Black Lives Matter. They matter so much. They always have.
Valentine and Noonan are speculating why aliens visited Earth. It is this exchange that leads Valentine to describe the effect of their visit as the reaction of beasts and insects to the aftermath of a human picnic:
“I have to warn you, Richard, that your question falls under the umbrella of a pseudoscience called xenology. Xenology is an unnatural mixture of science fiction and formal logic. At its core is a flawed assumption – that an alien race would be psychologically human.”
“Why flawed?” asked Noonan.
“Because biologists have already been burned attempting to apply human psychology to animals. Earth animals, I note.”
“Just a second,” said Noonan. “That’s totally different. We’re talking about the psychology of intelligent beings.”
“True. And that would be just fine, if we knew what intelligence was.”
“And we don’t?” asked Noonan in surprise.
“Believe it or not, we don’t. We usually proceed from a trivial definition: intelligence is the attribute of man that separates his activity from that of the animals. It’s a kind of attempt to distinguish the master from his dog, who seems to understand everything but can’t speak. However, this trivial definition does lead to wittier ones. They are based on depressing observations of the aforementioned human activity. For example: intelligence is the ability of a living creature to perform pointless or unnatural acts.”
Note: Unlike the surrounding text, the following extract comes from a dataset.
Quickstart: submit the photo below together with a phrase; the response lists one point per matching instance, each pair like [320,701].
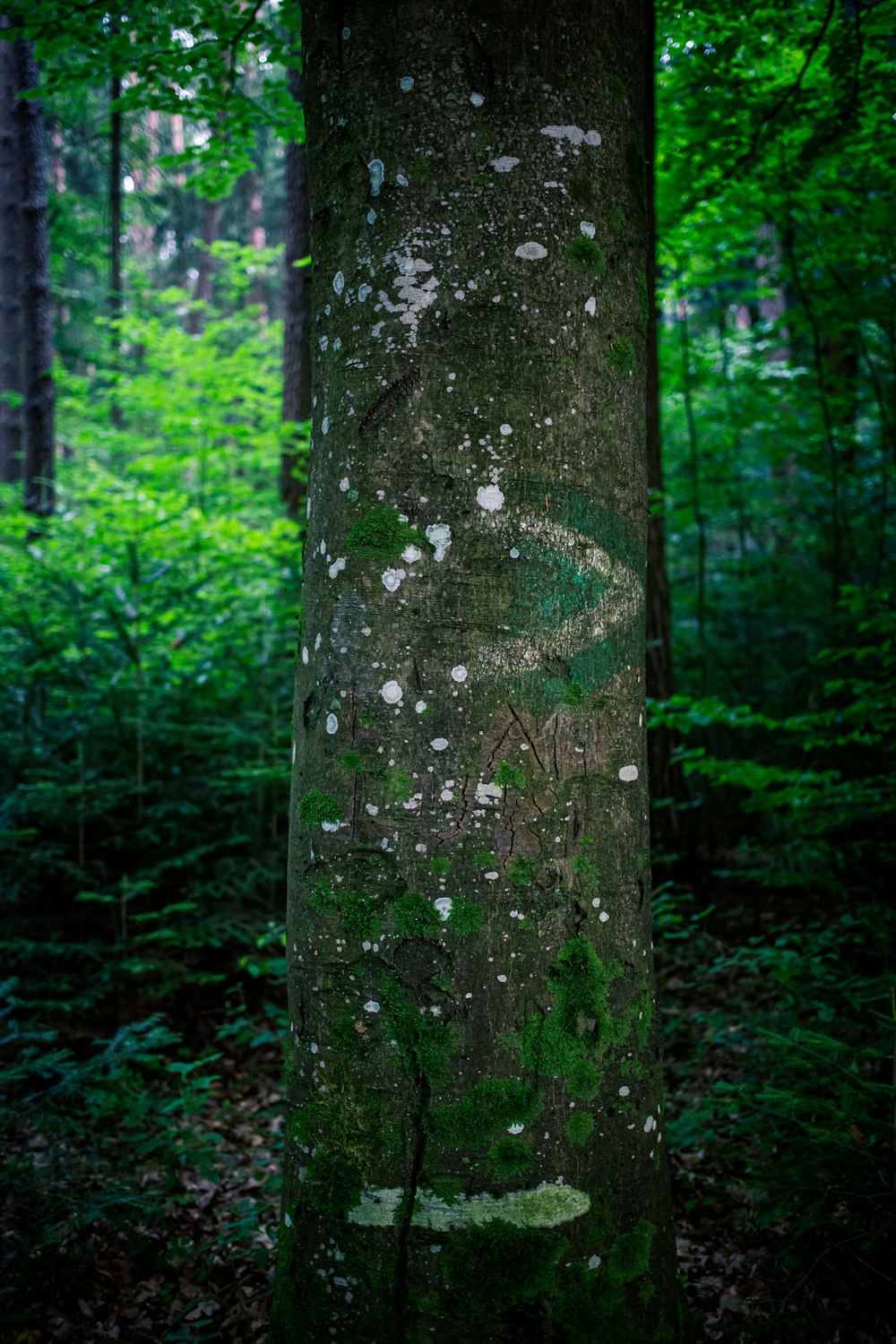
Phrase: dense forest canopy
[152,516]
“Yes, that’s us,” agreed Noonan.
“Unfortunately. Or here’s a definition-hypothesis. Intelligence is a complex instinct which hasn’t yet fully matured. The idea is that instinctive activity is always natural and useful. A million years will pass, the instinct will mature, and we will cease making the mistakes which are probably an integral part of intelligence. And then, if anything in the universe changes, we will happily become extinct – again, precisely because we’ve lost the art of making mistakes, that is, trying various things not prescribed by a rigid code.”
“Somehow this all sounds so… demeaning.”
“All right, then here’s another definition – a very lofty and noble one. Intelligence is the ability to harness the powers of the surrounding world without destroying the said world.”
Noonan grimaced and shook his head. “No,” he said. “That’s a but much… That’s not us. Well, how about the idea that humans, unlike animals, have an overpowering need for knowledge? I’ve read that somewhere.”
“So have I,” said Valentine. “But the issue is that man, at least the average man, can easily overcome this need. In my opinion, the need doesn’t exist at all. There’s a need to understand, but that doesn’t require knowledge. The God hypothesis, for example, allows you to have an unparalleled understanding of absolutely everything while knowing absolutely nothing… Give a man a highly simplified model of the world and interpret every event on the basis of this simple model. This approach requires no knowledge. A few rote formulas, plus some so-called intuition, some so-called practical acumen, and some so-called common sense.”
“Wait,” said Noonan […] “Don’t get off the track. Let’s put it this way. A man meets an alien. How does each figure out that the other is intelligent?”
“No idea,” Valentine said merrily. “All I’ve read on the subject reduces to a vicious circle. If they are capable of contact, then they are intelligent. And conversely, if they are intelligent. Then they are capable of contact. And in general: if an alien creature has the honour of being psychologically human, then it’s intelligent. That’s how it is, Richard. Read Vonnegut?”
“Damn it,” said Noonan. And here I thought you’d sorted everything out.”
“Even a monkey can sort things,” observed Valentine.
Taken from pp.129-131 of Roadside Picnic by Arkady & Boris Strugatsky, tr. Olena Bormashenko. Orion, 2012. (Original Russian version 1972).